O Evangelho de hoje apresenta-nos o episódio do homem cego de nascença, a quem Jesus confere a vista. Esta longa narração tem início com um cego que começa a ver e termina — isto é curioso — com alguns presumíveis videntes que continuam a ser cegos na alma. O milagre é narrado por João em apenas dois versículos, porque o evangelista quer chamar a atenção não apenas para o prodígio em si mesmo, mas para aquilo que acontece em seguida, para os debates que isto suscita; e também para o falatório, pois muitas vezes uma obra, um gesto de caridade provoca murmurações e debates, porque alguns não querem ver a verdade. O evangelista João quer chamar a atenção para aquilo que acontece até nos dias de hoje, quando se realiza uma obra boa. O cego curado é primeiro interrogado pela multidão admirada — viram o milagre e interrogam-no — e depois pelos doutores da lei, que interrogam também os seus pais. No final, o cego curado chega à fé, a maior graça que lhe é concedida por Jesus: não apenas de ver, mas de O conhecer, de O ver como «a luz do mundo» (Jo 9, 5).

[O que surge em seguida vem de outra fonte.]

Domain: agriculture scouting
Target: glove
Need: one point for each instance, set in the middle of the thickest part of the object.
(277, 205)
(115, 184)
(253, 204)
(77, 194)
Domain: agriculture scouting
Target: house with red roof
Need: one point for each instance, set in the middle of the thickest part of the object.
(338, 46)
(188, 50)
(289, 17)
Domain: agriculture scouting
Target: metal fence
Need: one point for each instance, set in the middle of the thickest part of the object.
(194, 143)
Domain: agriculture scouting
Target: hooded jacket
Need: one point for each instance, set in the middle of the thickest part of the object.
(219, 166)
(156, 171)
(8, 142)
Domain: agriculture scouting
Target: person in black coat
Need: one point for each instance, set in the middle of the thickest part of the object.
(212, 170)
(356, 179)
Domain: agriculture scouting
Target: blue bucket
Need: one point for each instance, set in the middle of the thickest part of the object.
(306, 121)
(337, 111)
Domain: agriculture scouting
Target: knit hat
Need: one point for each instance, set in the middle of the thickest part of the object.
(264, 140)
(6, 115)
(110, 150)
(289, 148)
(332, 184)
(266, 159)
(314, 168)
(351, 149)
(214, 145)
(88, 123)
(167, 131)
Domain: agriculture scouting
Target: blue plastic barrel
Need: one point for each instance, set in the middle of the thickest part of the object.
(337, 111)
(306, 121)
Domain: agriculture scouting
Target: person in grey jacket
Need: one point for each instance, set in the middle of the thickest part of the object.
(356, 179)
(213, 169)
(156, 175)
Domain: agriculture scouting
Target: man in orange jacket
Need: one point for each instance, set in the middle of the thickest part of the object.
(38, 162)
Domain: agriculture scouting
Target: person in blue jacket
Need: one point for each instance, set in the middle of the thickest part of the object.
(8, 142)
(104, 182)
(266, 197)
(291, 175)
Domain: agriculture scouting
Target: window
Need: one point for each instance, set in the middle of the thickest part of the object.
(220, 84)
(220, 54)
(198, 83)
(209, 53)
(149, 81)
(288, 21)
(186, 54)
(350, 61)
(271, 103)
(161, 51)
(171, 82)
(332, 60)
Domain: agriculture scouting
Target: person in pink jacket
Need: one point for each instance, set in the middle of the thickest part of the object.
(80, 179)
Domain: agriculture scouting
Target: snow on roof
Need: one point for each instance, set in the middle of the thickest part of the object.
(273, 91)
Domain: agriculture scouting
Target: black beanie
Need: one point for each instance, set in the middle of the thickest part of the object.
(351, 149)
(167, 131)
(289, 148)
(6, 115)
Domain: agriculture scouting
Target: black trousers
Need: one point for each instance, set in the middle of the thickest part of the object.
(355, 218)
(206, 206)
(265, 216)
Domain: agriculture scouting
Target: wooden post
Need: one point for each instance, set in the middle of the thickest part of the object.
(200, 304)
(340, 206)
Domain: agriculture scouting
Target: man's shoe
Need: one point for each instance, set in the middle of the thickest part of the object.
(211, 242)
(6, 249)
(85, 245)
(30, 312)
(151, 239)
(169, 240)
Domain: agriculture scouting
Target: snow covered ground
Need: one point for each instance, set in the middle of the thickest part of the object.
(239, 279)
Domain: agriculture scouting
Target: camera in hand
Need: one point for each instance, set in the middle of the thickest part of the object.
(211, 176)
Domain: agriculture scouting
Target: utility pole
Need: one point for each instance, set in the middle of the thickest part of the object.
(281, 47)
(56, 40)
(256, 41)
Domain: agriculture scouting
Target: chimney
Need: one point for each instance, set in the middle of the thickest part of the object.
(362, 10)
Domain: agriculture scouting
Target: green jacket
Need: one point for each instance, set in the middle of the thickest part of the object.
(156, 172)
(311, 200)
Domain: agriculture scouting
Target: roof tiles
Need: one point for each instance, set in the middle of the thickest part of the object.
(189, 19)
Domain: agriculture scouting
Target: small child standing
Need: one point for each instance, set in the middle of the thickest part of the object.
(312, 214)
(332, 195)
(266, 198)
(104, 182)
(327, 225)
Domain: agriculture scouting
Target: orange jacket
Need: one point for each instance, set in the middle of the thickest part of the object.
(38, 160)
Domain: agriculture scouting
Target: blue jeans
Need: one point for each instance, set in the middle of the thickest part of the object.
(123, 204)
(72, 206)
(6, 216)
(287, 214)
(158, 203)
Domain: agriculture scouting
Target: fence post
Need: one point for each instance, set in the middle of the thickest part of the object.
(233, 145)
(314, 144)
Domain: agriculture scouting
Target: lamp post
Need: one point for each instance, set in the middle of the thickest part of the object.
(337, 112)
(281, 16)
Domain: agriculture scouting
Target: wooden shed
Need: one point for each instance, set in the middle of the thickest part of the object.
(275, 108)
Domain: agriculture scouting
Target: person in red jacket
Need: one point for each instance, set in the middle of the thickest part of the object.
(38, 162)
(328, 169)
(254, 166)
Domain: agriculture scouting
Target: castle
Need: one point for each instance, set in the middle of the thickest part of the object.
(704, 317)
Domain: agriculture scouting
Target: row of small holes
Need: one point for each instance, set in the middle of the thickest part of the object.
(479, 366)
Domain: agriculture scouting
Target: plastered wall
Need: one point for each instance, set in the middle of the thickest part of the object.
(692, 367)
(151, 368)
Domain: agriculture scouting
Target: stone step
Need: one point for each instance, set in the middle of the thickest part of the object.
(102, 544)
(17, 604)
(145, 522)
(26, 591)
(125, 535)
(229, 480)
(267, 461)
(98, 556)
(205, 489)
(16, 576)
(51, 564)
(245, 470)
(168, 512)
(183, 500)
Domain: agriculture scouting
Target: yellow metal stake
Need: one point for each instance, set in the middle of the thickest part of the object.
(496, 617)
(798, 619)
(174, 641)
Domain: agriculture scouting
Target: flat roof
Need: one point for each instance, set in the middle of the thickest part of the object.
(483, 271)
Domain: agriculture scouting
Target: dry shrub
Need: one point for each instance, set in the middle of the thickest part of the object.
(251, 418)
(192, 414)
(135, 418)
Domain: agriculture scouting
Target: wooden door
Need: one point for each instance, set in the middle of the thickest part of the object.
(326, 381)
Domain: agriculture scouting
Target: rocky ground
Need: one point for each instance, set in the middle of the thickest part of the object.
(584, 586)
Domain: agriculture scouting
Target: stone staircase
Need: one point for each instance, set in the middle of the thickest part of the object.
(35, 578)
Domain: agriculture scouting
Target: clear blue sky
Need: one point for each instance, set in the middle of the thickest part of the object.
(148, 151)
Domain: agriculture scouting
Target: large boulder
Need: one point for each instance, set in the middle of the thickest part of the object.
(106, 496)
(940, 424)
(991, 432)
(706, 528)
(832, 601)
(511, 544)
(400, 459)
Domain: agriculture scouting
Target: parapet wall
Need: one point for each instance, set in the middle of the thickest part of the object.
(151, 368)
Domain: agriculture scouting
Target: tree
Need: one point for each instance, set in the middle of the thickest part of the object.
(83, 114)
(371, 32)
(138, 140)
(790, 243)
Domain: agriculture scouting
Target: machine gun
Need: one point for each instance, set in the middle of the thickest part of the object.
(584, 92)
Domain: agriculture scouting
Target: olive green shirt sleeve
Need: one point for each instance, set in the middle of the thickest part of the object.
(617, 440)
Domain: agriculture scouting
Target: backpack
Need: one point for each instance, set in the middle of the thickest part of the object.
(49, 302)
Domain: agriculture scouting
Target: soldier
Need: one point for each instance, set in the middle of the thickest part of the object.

Enquanto o cego se aproxima gradualmente da luz, os doutores da lei, ao contrário, afundam cada vez mais na sua cegueira interior. Fechados na sua presunção, já julgam possuir a luz; por isso, não se abrem à verdade de Jesus. E fazem de tudo para negar a evidência. Põem em dúvida a identidade do homem curado; em seguida, negam a obra de Deus na cura, alegando como desculpa que Deus não age aos sábados; chegam até a duvidar que aquele homem fosse cego de nascença. O seu fechamento à luz torna-se agressivo e acaba na expulsão do homem curado para fora do templo.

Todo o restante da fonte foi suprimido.